Let’s compare them with the most frequent ngrams “without stopwords” corpus, listed in the table below.

digrams freq trigrams freq quadgrams freq
1 right now 2282 new york city 269 vested interests vested interests 251
2 new york 1967 interests vested interests 251 interests vested interests vested 250
3 year old 1966 vested interests vested 251 amazon services amazon eu 42
4 last year 1854 let us know 238 cake cake cake cake 42
5 last night 1498 happy mothers day 217 martin luther king jr 40
6 years ago 1410 two years ago 161 just finished mi run 37
7 high school 1369 happy new year 146 rock roll hall fame 33
8 first time 1271 president barack obama 137 new york new jersey 29
9 feel like 1265 cinco de mayo 119 amp amp amp gt 28
10 last week 1216 new york times 118 mg cholesterol mg sodium 28
11 make sure 1067 world war ii 118 happy cinco de mayo 27
12 looking forward 1060 will take place 109 calories protein carbohydrate fat 26
13 can get 1052 looking forward seeing 93 protein carbohydrate fat saturated 26
14 looks like 927 gov chris christie 92 cholesterol mg sodium fiber 25
15 even though 921 first time since 86 let us know think 25
16 new jersey 842 year old son 82 amp amp amp amp 24
17 just got 802 year old daughter 81 carbohydrate fat saturated mg 23
18 one day 779 four years ago 76 fat saturated mg cholesterol 23
19 next week 773 three years ago 76 get real rewards just 23
20 two years 768 new years eve 75 new york stock exchange 23

As we can see, the ngrams in the second table seem more specific.

Conclusions for future modeling

The available text corpus is large and needs to be filtered carefully before modeling.
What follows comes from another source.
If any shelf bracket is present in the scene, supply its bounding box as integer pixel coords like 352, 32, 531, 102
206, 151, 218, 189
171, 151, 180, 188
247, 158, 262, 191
With the long tails of low-frequency items, it may be useful to trim down the number of collected words and ngrams. When trimming down the corpus I will do the following:

  1. keep single words that represent 95% of total word count
  2. remove ngrams of frequency = 1.

An initial comparison of object.size() of the sample corpus of ngrams shows that after this reduction

  1. “with stopwords” corpus size is reduced from 1.2Gb to 122.7Mb
  2. “without stopwords” corpus size is reduced from 907.6Mb to 45.4Mb

This step will be helpfull to make downstream analysis more lightweight. Introducing higher order n-grams may be necessary, but will increase the size of the entire corpus.